Implementation and Validation of a Surface Tension Model for the Multi-scale approach GENTOP

Multiphase flows encountered in the nuclear industry are largely of a complex nature, and knowledge of the accurate distribution of the void fraction is of utmost importance for operation of the reactor under steady, transient, and accident conditions. At high void fractions, strong coalescence leads to the formation of large deformable bubbles. An appropriate multiphase CFD modeling of these flow regimes should be able to account for both, large and small interfacial structures, also including the effect on closure modeling of the large structures. A concept known as GEneralized TwO Phase flow or GENTOP, has been developed at the Helmholtz-Zentrum Dresden-Rossendorf in order to address such flow configurations, by dealing with a resolved potentially-continuous gas field, one or more polydispersed gas fields, and a continuous liquid phase.
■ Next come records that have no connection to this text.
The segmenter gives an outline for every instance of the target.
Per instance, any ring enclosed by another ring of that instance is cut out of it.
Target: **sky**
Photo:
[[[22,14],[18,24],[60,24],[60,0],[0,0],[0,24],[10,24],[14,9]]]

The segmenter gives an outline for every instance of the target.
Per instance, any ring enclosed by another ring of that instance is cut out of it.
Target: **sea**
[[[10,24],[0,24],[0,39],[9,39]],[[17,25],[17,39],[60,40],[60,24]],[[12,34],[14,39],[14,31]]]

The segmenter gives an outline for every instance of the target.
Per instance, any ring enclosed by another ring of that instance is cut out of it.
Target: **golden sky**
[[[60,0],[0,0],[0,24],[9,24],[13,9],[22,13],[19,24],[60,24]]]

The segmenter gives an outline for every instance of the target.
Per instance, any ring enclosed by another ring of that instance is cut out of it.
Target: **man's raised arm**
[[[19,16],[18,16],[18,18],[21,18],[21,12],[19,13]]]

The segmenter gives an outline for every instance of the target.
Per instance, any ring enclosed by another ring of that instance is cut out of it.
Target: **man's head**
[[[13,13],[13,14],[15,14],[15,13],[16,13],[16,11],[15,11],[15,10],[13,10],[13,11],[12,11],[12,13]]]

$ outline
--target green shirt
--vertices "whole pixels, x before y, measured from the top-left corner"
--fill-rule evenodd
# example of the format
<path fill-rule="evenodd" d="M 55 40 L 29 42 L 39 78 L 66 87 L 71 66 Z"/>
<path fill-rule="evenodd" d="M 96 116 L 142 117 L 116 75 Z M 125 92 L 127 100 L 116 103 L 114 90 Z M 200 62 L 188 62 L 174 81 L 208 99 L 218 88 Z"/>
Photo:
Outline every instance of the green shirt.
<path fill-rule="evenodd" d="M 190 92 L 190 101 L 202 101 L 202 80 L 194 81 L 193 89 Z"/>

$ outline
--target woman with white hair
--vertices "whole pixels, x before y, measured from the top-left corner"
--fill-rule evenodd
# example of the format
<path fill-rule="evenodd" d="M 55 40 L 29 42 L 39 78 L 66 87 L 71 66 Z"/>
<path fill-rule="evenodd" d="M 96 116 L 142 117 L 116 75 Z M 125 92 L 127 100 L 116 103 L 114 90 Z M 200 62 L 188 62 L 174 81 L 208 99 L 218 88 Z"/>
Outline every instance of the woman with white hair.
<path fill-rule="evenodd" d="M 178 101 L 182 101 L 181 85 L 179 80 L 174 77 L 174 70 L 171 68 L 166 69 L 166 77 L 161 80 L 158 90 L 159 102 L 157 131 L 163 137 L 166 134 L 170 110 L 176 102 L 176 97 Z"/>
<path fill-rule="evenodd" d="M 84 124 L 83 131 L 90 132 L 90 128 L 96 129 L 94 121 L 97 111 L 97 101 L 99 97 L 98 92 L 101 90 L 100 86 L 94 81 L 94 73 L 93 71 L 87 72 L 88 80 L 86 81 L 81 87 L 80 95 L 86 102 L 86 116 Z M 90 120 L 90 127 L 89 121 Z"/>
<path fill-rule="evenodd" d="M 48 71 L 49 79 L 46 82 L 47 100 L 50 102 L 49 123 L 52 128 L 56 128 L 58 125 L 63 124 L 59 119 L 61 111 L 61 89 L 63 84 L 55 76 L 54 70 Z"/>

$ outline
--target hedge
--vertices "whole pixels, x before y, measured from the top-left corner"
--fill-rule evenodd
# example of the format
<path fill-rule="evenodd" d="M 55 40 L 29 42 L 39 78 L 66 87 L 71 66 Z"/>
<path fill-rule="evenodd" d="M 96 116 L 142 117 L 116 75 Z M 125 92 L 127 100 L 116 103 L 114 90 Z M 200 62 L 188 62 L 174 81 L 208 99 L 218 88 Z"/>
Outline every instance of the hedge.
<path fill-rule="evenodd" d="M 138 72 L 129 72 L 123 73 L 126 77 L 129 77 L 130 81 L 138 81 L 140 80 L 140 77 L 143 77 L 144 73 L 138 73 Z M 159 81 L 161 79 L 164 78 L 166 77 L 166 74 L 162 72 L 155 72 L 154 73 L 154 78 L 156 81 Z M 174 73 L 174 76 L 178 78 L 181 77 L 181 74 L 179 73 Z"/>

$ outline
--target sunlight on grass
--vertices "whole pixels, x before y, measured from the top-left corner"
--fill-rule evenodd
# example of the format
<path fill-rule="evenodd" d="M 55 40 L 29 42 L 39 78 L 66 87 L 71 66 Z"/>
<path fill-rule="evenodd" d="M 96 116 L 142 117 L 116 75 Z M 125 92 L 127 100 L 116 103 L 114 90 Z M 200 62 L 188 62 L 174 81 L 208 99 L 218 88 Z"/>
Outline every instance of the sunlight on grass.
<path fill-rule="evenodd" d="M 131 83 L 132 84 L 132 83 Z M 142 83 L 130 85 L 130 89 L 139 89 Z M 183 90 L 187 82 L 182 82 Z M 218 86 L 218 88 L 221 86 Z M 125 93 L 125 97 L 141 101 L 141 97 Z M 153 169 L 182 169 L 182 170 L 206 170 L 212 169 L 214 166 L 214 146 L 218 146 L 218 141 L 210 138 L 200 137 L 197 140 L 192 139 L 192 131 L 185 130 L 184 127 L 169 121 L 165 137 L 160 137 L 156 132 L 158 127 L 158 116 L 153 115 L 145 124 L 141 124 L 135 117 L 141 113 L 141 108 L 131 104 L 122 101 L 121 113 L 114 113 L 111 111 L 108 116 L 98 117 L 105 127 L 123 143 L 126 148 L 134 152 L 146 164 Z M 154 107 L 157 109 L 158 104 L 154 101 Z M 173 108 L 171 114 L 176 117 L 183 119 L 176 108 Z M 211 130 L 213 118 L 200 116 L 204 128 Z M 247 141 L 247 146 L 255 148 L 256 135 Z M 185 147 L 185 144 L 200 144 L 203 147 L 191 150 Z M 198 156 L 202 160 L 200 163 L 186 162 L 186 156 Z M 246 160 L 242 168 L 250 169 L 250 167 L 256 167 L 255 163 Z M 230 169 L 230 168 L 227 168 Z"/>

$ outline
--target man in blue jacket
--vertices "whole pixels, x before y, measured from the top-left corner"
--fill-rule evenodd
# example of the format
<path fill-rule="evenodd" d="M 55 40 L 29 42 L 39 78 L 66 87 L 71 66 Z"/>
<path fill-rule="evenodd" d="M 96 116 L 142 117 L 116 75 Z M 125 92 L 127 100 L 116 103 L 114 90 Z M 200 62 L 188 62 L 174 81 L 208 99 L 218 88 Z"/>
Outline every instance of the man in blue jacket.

Application of the model to churn-turbulent and slug flow in vertical pipes [1], have evidenced an important limitation related to the lack of a surface tension modeling within the free surface, which leads to an unphysical accumulation of void near the pipe wall. This work discusses the implementation of surface tension and contact angle within the GENTOP approach, as well as the validation of these models against analytical and experimental results. The validation of the surface tension has been performed against analytically calculated oscillating periods of different shapes of ethanol droplets suspended in air. Furthermore, different contact angles are analyzed for a drop of water residing on a smooth surface. Rising velocities and deformation of a single large bubble rising in a vertical pipe were finally validated against analytical solutions. The implementation of the surface tension model in the GENTOP approach demonstrated improvements on the resolution of the bubble and stability of the interface, with considerable reduction of the numerical diffusion.